DEVRİM SONRASI UKRAYNA
AB yanlısı devrim sonrası seçimle göreve gelen Cumhurbaşkanı Poroşenko, batılı ülkeler tarafından destekleniyor. 2015'te gerginliğin çözüme kavuşturulmasına yönelik Almanya, Fransa, Rusya ve Ukrayna arasında Belarus'un başkenti Minsk'te gerçekleştirilen görüşmeler meyvelerini vermiş değil. Ukrayna, Rusya ile karşı karşıya geldiği AB ile entegrasyon anlaşmarını da imzalamış durumda. Yürürlüğe giren anlaşmalar doğrultusunda ticari engellerin kalkması Kiev yönetiminin kazanımları arasında. Bununla birlikte Ukrayna vatandaşları Schengen bölgesinde vize serbestisi hakkını elde etti. Dünya Bankası ve Uluslararası Para Fonu (IMF) talepleri doğrultusunda ülkede reform çalışmaları gerçekleştiriliyor. 2016'da göreve gelen ve Ukrayna'nın en genç başbakanı olan Vladimir Groysman'ın kabinesi zaman zaman artan çatışma ortamı ve ekonomik krizin üstesinden gelmeye çalışıyor. Ülkede, binlerce maddelik yasal düzenlemelerle devrim niteliği taşıyan yapısal değişiklikler sağlanıyor. Her ne kadar önemli reformlara imza atılsa da ülke içerisindeki rüşvet ve yolsuzluk gibi sorunlar devam ediyor. Rusya tarafından ilhak edilen Kırım'ın geri alınması için Kırım Tatarları ve Kiev yönetimi yoğun bir çaba gösteriyor. Ancak Kırım konusunda uluslararası arenada desteği azalan Ukrayna, bazı Batılı siyasetçilerin Rusya ile ilişkilerde engel teşkil etmemesi için Kırım sorununun rafa kaldırılması yönündeki söylemlerini şaşkınlıkla karşılıyor.

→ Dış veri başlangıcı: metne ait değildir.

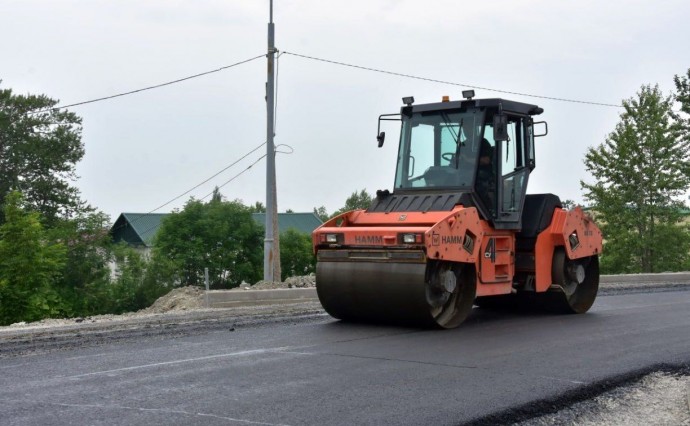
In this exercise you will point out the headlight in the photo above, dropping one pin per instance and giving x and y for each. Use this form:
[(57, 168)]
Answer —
[(332, 238), (411, 238)]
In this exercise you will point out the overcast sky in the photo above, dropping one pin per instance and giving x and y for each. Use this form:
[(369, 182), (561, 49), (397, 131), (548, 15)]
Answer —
[(144, 149)]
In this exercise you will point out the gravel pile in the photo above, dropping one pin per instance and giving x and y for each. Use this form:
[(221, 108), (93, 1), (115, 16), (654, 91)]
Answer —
[(179, 299), (657, 399), (292, 282)]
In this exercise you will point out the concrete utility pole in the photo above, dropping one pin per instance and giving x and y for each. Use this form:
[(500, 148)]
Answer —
[(271, 241)]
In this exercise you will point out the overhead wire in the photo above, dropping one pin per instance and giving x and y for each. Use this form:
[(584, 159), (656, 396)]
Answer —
[(432, 80), (156, 86), (236, 176), (198, 185)]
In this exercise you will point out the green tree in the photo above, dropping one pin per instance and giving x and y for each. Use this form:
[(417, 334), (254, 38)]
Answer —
[(296, 254), (322, 213), (85, 277), (39, 149), (29, 266), (258, 207), (682, 96), (356, 200), (641, 172), (219, 235)]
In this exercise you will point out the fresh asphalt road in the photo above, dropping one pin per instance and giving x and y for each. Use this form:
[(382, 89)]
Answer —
[(328, 372)]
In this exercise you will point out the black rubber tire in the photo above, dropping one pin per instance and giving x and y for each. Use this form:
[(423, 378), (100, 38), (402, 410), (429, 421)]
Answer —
[(459, 306), (564, 299)]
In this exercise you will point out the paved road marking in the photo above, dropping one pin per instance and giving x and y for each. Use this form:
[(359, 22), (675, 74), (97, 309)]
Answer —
[(161, 410), (180, 361)]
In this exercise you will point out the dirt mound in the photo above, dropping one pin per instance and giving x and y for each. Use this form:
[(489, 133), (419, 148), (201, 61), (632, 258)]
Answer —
[(179, 299), (292, 282)]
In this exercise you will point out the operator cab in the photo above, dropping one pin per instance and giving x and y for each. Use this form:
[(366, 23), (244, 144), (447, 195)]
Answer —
[(482, 149)]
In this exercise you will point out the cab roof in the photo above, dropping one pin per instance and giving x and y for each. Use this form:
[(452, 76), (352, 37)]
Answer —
[(493, 103)]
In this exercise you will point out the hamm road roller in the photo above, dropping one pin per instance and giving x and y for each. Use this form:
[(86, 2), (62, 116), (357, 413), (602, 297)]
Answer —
[(458, 229)]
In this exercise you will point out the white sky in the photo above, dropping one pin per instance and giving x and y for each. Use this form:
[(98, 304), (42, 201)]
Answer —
[(145, 149)]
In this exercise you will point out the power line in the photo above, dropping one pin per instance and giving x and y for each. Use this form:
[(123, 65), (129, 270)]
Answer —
[(150, 87), (235, 177), (211, 193), (216, 174), (205, 181), (449, 82)]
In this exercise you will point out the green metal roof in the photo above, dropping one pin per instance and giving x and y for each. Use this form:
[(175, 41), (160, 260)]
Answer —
[(139, 229)]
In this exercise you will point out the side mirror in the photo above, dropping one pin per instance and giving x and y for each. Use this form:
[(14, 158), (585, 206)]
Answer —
[(501, 128), (381, 137), (540, 129)]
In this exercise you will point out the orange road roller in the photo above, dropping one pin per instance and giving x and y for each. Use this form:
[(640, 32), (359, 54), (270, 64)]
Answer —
[(458, 229)]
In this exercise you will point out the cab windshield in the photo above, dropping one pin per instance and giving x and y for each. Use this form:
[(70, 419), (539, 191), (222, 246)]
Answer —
[(439, 149)]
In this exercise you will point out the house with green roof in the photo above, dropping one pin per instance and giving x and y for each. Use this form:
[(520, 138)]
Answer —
[(139, 229)]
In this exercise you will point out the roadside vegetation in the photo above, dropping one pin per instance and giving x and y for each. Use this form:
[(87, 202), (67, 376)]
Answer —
[(57, 257)]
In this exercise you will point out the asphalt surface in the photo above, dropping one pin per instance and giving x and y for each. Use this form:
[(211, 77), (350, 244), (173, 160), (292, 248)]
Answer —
[(496, 368)]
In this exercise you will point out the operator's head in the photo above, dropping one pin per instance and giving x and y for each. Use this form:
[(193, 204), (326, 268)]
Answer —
[(485, 153)]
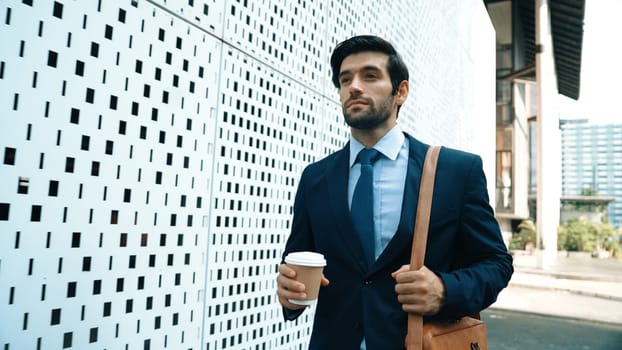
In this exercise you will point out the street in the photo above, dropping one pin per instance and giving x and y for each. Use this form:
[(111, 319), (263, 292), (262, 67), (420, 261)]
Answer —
[(510, 330)]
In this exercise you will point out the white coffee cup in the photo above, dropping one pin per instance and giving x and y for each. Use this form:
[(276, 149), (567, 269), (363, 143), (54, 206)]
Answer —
[(309, 267)]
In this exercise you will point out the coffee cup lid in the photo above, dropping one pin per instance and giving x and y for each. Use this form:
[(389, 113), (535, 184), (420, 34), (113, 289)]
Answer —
[(305, 259)]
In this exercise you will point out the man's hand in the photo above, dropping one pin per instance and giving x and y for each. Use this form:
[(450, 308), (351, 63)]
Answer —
[(421, 292), (289, 288)]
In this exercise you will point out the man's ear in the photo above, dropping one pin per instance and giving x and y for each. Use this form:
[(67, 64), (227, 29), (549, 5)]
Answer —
[(402, 92)]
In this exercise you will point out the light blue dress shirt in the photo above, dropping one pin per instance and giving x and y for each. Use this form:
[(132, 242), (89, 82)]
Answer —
[(389, 182)]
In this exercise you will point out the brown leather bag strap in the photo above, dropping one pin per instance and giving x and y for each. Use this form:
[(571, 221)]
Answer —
[(414, 337)]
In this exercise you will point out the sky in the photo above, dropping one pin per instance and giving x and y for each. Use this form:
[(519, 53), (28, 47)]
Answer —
[(601, 65)]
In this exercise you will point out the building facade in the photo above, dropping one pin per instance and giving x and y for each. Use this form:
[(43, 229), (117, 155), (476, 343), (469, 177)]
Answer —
[(592, 162), (150, 153)]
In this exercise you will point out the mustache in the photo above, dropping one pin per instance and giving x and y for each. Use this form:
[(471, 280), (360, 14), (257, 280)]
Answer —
[(354, 98)]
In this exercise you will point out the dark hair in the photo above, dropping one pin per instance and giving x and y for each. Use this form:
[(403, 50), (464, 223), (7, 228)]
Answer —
[(395, 65)]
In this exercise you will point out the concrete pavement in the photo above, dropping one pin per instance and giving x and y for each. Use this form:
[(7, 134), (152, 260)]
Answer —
[(575, 286)]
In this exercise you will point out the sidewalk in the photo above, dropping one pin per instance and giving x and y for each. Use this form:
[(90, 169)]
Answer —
[(577, 287)]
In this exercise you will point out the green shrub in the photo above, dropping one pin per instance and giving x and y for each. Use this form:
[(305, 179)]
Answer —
[(585, 236), (525, 237)]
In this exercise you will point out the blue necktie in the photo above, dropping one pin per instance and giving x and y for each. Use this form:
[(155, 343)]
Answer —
[(362, 209)]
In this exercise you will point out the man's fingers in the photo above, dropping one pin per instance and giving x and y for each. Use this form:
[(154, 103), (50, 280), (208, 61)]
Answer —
[(325, 281), (404, 268), (287, 271)]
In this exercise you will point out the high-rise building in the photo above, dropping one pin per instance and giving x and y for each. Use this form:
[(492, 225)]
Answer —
[(150, 152), (592, 162)]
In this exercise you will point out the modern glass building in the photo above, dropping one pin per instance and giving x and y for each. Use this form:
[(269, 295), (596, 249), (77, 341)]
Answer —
[(592, 162), (150, 153)]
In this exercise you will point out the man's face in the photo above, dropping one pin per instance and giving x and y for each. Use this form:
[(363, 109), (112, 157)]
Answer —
[(366, 91)]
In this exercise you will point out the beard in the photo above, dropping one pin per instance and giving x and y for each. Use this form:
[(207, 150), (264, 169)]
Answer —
[(372, 117)]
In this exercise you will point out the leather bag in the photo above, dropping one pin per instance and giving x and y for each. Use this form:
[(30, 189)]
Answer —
[(467, 333)]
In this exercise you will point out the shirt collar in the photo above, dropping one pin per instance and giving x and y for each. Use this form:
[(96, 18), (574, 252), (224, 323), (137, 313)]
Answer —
[(389, 145)]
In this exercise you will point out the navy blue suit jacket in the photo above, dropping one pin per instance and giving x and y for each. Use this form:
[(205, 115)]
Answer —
[(464, 248)]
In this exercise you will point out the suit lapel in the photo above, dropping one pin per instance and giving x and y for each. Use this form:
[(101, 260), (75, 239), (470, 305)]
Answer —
[(403, 237), (337, 179)]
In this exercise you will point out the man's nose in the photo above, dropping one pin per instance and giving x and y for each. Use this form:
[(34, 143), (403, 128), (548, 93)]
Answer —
[(356, 86)]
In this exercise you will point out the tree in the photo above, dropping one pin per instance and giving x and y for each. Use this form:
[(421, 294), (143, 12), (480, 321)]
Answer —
[(585, 236), (525, 238)]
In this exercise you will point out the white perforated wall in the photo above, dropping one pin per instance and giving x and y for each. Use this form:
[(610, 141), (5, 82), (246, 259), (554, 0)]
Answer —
[(150, 152)]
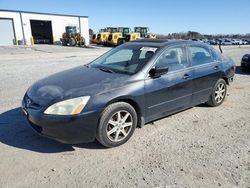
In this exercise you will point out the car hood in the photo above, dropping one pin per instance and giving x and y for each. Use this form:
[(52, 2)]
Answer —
[(79, 81)]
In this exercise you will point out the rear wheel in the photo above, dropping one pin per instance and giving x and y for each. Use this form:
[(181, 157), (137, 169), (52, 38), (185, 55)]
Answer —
[(117, 124), (218, 94)]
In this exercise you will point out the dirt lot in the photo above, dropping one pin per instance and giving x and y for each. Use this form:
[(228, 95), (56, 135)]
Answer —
[(200, 147)]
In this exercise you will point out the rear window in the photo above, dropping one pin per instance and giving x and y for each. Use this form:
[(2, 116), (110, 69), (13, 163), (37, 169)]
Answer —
[(200, 55)]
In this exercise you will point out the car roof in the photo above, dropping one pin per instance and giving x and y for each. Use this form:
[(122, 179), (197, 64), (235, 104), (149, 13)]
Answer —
[(163, 42)]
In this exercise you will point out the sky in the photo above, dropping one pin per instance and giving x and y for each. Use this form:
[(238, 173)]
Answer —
[(161, 16)]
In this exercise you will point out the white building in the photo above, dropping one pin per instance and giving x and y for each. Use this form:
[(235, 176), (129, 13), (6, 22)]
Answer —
[(32, 27)]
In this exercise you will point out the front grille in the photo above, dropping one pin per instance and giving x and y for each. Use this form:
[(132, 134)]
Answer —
[(29, 103), (110, 37)]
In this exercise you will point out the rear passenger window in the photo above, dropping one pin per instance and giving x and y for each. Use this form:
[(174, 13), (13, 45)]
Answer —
[(174, 58), (200, 55)]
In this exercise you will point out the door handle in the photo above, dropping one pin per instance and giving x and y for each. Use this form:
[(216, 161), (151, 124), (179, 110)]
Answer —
[(216, 67), (186, 76)]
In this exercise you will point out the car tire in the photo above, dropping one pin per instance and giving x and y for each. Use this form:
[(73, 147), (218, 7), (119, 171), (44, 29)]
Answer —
[(218, 94), (117, 124)]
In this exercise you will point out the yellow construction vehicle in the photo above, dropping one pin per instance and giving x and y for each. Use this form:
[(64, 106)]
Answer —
[(124, 34), (144, 32), (93, 39), (119, 37), (71, 37), (102, 37)]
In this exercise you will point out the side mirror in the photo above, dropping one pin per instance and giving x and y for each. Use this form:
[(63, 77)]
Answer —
[(158, 72)]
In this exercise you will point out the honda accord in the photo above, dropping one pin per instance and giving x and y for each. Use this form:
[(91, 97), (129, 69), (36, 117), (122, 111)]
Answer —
[(129, 86)]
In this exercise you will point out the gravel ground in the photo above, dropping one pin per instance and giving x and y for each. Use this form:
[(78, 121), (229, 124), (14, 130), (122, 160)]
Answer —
[(199, 147)]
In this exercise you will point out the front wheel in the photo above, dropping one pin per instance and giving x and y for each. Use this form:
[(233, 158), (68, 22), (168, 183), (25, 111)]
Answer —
[(117, 124), (218, 94)]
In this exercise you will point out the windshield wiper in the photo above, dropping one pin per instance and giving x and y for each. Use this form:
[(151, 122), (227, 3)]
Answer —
[(104, 69)]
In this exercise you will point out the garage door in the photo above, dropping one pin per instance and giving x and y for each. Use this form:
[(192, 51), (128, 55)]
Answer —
[(7, 36)]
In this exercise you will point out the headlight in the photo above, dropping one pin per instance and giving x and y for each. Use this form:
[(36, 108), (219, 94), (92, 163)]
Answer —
[(68, 107)]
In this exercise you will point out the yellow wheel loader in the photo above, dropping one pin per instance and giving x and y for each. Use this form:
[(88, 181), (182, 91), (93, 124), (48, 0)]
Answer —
[(93, 39), (71, 38), (119, 37), (102, 37), (144, 32)]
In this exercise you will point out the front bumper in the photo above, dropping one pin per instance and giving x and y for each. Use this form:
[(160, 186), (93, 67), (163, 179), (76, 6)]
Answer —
[(66, 129)]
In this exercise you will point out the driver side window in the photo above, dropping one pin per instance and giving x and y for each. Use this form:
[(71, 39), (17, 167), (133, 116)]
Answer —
[(120, 56), (174, 58)]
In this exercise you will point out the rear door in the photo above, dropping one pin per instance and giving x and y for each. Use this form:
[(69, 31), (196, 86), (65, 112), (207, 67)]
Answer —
[(170, 92), (206, 71)]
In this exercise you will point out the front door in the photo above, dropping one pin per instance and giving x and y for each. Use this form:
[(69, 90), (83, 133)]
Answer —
[(171, 92), (206, 72)]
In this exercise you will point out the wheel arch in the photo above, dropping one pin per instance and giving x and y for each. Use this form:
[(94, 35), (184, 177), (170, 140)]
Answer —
[(134, 104)]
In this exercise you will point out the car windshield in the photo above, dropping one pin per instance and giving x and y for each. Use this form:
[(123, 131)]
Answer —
[(125, 59)]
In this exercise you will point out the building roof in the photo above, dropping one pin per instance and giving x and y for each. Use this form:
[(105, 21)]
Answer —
[(42, 13)]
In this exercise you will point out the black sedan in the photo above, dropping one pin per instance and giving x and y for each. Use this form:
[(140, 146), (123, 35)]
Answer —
[(245, 62), (129, 86)]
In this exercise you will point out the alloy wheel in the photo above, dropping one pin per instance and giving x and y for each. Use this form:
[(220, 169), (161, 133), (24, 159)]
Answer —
[(220, 92), (119, 126)]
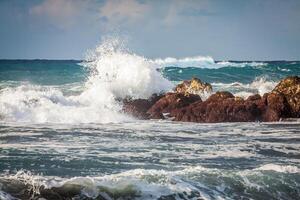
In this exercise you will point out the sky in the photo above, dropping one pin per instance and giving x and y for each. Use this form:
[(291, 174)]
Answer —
[(222, 29)]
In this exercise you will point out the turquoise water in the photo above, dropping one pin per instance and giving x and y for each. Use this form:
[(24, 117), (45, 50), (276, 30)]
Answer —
[(62, 129), (52, 72)]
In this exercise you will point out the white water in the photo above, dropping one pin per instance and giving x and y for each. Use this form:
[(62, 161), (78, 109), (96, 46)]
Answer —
[(115, 73), (202, 62)]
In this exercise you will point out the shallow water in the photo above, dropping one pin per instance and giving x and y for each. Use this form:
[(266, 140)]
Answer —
[(154, 159)]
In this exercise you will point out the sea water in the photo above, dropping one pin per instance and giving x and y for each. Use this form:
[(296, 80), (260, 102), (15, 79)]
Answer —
[(61, 126)]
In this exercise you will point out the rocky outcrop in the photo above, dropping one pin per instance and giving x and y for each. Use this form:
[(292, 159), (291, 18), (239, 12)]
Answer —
[(282, 102), (171, 101), (220, 107), (289, 88), (194, 86)]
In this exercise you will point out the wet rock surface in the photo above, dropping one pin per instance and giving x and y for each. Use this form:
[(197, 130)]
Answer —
[(193, 86), (182, 105)]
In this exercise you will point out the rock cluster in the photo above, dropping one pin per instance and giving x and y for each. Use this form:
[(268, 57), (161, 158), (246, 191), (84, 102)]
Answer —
[(194, 86), (184, 104)]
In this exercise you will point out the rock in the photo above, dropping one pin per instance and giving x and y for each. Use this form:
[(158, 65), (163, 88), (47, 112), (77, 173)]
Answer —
[(171, 101), (194, 86), (219, 96), (290, 89), (219, 107), (186, 105), (277, 107), (139, 107)]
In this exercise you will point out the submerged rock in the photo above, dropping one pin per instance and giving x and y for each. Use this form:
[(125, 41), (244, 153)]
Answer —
[(220, 107), (194, 86), (290, 89), (183, 105)]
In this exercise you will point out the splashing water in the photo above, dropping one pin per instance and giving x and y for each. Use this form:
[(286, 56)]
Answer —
[(114, 73)]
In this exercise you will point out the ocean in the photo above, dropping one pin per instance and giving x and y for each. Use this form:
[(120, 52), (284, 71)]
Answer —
[(63, 135)]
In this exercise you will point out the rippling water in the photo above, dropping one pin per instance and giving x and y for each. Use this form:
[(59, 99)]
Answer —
[(156, 159), (63, 134)]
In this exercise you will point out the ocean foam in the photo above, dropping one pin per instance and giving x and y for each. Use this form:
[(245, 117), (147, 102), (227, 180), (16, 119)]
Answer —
[(259, 85), (115, 73), (202, 62), (279, 168)]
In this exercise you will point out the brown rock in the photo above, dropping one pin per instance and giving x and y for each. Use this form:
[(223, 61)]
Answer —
[(171, 101), (220, 96), (290, 89), (219, 107), (277, 107), (194, 86)]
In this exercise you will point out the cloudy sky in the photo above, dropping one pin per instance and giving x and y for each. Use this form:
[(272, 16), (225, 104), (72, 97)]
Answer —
[(223, 29)]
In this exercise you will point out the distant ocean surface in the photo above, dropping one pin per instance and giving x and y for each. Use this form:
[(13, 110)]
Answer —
[(61, 127)]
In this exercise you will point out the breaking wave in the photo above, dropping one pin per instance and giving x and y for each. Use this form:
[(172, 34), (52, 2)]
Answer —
[(189, 183), (114, 73), (260, 85), (202, 62)]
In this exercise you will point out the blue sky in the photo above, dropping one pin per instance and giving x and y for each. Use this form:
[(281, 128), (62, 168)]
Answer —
[(223, 29)]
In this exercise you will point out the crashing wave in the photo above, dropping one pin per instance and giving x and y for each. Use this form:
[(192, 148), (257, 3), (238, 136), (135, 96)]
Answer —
[(202, 62), (189, 183), (114, 74)]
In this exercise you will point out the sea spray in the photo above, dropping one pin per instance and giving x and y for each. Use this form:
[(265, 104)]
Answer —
[(114, 74)]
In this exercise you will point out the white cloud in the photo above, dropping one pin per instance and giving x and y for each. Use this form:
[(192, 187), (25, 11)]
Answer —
[(62, 13), (116, 11), (177, 8)]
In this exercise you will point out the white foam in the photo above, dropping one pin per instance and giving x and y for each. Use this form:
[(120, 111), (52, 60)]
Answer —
[(279, 168), (202, 62), (260, 85), (115, 73)]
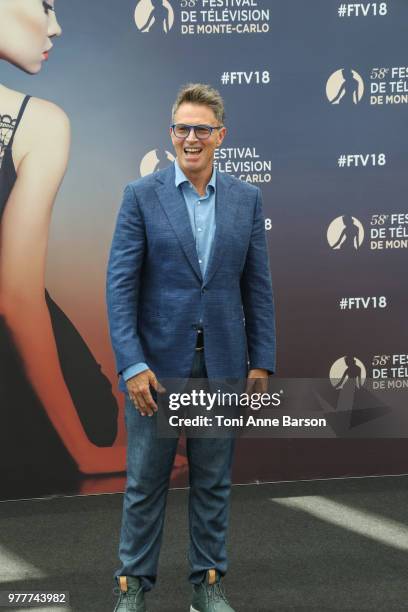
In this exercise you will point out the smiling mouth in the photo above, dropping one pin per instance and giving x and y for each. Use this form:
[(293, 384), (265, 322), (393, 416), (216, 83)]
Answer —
[(192, 151)]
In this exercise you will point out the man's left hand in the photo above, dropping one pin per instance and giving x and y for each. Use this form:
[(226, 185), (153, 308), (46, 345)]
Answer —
[(257, 381)]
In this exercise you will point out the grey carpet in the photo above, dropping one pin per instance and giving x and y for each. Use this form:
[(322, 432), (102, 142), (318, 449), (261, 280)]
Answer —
[(299, 546)]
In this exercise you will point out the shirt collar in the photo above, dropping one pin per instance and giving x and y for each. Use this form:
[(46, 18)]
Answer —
[(181, 178)]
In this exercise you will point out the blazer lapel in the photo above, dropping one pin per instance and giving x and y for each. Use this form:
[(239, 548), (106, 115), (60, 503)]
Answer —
[(174, 206), (224, 219)]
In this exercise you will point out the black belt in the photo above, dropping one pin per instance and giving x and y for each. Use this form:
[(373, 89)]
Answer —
[(200, 340)]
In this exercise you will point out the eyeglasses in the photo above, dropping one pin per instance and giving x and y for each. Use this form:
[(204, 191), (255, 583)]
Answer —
[(202, 132)]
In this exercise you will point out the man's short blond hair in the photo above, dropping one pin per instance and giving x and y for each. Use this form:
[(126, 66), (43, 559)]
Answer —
[(199, 93)]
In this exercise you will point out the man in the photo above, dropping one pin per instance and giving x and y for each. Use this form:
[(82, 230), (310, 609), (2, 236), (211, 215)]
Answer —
[(188, 261)]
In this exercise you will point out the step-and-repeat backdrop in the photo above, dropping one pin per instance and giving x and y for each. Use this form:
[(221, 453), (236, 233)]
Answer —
[(316, 97)]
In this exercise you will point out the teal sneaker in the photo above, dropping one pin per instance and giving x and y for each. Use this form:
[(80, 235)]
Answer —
[(209, 596), (131, 598)]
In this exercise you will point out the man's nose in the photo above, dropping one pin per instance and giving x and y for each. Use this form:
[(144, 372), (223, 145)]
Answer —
[(54, 28), (191, 136)]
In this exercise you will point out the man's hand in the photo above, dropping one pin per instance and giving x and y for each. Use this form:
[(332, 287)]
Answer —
[(257, 381), (139, 391)]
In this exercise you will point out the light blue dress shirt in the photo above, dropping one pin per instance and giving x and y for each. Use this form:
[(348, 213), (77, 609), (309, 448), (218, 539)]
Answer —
[(201, 211)]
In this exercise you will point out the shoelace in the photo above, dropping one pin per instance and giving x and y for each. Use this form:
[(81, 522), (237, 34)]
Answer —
[(124, 595), (216, 592)]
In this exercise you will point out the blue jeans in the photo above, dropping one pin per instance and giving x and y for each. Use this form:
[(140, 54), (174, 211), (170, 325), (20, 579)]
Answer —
[(149, 463)]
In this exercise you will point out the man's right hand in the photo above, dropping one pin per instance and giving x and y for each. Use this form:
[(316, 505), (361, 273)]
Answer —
[(139, 391)]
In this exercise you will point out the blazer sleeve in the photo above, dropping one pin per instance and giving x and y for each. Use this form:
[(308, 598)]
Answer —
[(123, 282), (257, 297)]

10 BİNDEN FAZLA KİŞİ HAYATINI KAYBETTİ
Son olarak Ukrayna'daki çatışmalara ilişkin Birleşmiş Milletler (BM) verileri, Ukrayna güvenlik güçleri ve Rusya yanlısı ayrılıkçı birlikler arasındaki çatışmalarda çoğu sivil olmak üzere 10 binden fazla kişinin hayatını kaybettiğini, 24 bin 500'den fazla kişinin de yaralandığını ifade ediyor. Sıcak çatışma döneminde Ukrayna ordusuna destek veren bazı aşırı milliyetçi gruplar denetim altına alınsa da, yer yer Kiev yönetimine sorun çıkaran gelişmelerle karşılaşılabiliyor. Amerika Birleşik Devletleri (ABD)'nin krize yönelik yaklaşımı silah yardımı çerçevesinde devam ederken, diplomatik alanda güçlü bir etki görülmüyor. Tüm bu süreç içerisinde Ukrayna krizinin çözümüne yönelik Almanya, Fransa, Rusya ve Ukrayna'nın katılımıyla kurulan Normandiya Formatı'nda defalarca toplantı düzenlenmesine karşın herhangi bir sonuç alınmış değil. Rusya tarafı ise Minsk'te verilen taahhütlerin yerine getirilmediği iddiasıyla Ukrayna'yı suçluyor. Ukrayna'da meydan olaylarıyla başlayan krizde Moskova yönetimi kararlı bir şekilde varlığını sürdürürken, Kiev'e destek veren batılı ülkeler gösterdikleri eylemsizlikle krizi rafa kaldırmaya çalışıyor.